Don’t feel down when you found that your business is not as viable as you think it is. It’s the next step you must take that will truly make the difference.
Now that you know if you’re business is viable or not, it’s time to relook your current strategies and structure. Keep asking yourselves these few questions that have helped me in my business as well:
Entrepreneurs are naturally stubborn people. When we see that there’s competition and we may be cannibalized in the industry, we often ignore that. Instead, we confidently tell ourselves that we are different from the rest.
While it is not healthy to keep changing your business structure and plans, it is necessary to keep looking at it every now and then. I spend a full day every month to look at my business plan, tweak and improve where necessary. I’ll also update the milestones I’ve achieved month to month.

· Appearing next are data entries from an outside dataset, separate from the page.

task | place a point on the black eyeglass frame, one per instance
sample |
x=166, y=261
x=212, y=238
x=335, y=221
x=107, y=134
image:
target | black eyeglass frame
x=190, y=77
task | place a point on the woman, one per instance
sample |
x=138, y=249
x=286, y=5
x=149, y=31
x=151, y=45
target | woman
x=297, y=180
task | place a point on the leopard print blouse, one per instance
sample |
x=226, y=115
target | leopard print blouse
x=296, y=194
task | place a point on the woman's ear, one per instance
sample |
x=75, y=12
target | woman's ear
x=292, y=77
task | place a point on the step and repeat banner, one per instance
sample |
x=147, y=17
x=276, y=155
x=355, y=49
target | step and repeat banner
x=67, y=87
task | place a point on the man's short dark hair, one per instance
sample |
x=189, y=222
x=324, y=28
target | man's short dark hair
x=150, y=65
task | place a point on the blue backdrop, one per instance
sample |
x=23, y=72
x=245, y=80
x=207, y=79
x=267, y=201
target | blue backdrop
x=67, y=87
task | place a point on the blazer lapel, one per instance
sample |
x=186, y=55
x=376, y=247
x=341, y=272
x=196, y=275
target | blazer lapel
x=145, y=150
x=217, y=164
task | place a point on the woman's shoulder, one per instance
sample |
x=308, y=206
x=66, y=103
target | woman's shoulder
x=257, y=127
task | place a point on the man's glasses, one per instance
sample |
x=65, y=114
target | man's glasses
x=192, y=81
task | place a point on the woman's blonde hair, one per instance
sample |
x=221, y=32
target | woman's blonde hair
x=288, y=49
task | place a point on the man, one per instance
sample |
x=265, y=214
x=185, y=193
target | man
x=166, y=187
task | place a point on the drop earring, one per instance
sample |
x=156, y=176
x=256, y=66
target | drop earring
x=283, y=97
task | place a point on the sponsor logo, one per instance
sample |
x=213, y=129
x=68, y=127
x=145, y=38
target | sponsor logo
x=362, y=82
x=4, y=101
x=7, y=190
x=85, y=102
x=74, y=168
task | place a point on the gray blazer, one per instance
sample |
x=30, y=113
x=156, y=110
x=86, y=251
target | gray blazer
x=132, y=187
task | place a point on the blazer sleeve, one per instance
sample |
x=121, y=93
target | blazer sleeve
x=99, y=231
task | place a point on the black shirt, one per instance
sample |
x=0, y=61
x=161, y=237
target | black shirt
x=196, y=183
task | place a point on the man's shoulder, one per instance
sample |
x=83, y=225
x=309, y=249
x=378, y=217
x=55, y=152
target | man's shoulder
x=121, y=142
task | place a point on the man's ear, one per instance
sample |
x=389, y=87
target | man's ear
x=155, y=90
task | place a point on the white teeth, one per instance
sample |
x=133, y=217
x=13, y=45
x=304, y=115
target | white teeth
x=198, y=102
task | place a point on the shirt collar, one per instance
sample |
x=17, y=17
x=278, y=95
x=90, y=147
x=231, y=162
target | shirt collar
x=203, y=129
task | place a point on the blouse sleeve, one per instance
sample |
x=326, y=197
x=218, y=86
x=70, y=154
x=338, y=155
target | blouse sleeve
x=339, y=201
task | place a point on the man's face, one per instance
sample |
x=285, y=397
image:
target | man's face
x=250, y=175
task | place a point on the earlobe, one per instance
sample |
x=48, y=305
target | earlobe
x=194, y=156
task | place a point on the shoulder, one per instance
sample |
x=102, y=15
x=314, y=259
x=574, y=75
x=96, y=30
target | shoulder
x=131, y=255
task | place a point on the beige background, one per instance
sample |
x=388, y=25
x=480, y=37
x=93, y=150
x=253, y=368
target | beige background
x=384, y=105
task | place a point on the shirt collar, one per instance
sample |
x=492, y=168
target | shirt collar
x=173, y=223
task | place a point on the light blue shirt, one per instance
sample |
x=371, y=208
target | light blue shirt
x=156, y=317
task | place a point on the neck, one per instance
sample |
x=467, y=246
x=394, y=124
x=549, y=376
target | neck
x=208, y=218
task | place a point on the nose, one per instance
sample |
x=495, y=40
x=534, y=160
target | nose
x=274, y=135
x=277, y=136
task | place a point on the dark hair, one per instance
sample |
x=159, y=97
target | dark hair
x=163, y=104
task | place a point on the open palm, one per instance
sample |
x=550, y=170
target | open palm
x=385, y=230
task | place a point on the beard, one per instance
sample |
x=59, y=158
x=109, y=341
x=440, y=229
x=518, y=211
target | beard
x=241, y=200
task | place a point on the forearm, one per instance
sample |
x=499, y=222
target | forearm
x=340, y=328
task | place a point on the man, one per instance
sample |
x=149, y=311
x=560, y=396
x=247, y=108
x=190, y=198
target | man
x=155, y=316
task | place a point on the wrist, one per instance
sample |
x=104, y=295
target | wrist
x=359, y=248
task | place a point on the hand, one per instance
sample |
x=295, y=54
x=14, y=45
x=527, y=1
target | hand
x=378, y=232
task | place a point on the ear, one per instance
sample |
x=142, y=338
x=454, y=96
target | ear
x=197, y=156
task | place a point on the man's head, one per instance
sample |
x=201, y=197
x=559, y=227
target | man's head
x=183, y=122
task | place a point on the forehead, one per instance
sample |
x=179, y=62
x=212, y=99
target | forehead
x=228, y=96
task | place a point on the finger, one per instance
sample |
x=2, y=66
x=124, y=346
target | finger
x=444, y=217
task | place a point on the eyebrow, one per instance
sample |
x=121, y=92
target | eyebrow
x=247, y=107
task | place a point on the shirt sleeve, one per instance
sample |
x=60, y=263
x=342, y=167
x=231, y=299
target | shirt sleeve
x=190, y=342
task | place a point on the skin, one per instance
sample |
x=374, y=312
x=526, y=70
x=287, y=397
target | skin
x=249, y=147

With the awareness of the types of competitors we have, it becomes easier to restructure or restrategize if necessary. This helps us be aware of our goals and direction, keeping us at the edge of our game.
Having that said, competition is indeed healthy and great for you and your business. Don’t be afraid of it and don’t shun away from it. Face it boldly — because with competition, there’s definitely space and room for improvements.